German Profit Warnings Signal Trade Woes May Trigger Recession
This article by Jan-Patrick Barnert for Bloomberg may be of interest to subscribers. Here is a section:
Industrial companies have fared worst during the second-quarter earnings season. Expectations for German businesses were comparatively low, but even so, only 41% of them managed to beat sales estimates. The ratio is well above 50% in France, Italy and Spain.
The consequences are starting to be felt. Unemployment rose by a total of 62,000 in the three months through July and demand for new workers continued to soften. That’s bad news for a country hoping to make up dwindling exports with consumption and investment.
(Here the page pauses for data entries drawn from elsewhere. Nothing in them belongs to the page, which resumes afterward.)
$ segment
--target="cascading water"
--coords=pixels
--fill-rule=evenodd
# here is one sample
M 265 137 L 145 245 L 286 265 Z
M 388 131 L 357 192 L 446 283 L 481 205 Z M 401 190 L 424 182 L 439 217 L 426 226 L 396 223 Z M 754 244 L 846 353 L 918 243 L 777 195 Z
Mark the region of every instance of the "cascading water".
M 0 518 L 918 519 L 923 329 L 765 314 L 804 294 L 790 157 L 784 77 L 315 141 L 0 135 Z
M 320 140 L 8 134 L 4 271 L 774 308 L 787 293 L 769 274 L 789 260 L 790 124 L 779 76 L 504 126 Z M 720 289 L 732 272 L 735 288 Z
Domestic demand still supported the economy in the second quarter but that might change once uncertain prospects prompt companies and households to rein in spending.
Economists at Deutsche Bank AG and ABN Amro Group NV see Germany’s economy contracting again in the third quarter, pushing the nation in recession -- it’s first in six and a half years. Many more analysts say the risk of such a scenario has increased significantly after Wednesday’s report.
Germany relies on the rest of the Eurozone and China for its exports. Europe is totally dependent on the ECB’s monetary stimulus for growth because individual countries cannot engage in fiscal stimulus or devalue their shared currency. With the measly LTRO program announced at the end of last year and reluctance to admit ending quantitative easing was a mistake, the EU economy is foundering and hitting Germany harder than most. China’s continued focus on the domestic consumer rather than heavy industry also represents a headwind for Germany.
The MDAX Index of mid-caps needs to hold the 24000 area if medium-term scope for continued higher to lateral ranging is to be given the benefit of the doubt.
The Euro continues to hold a medium-term sequence of lower rally highs as it repeatedly encounters resistance in the region of the trend mean.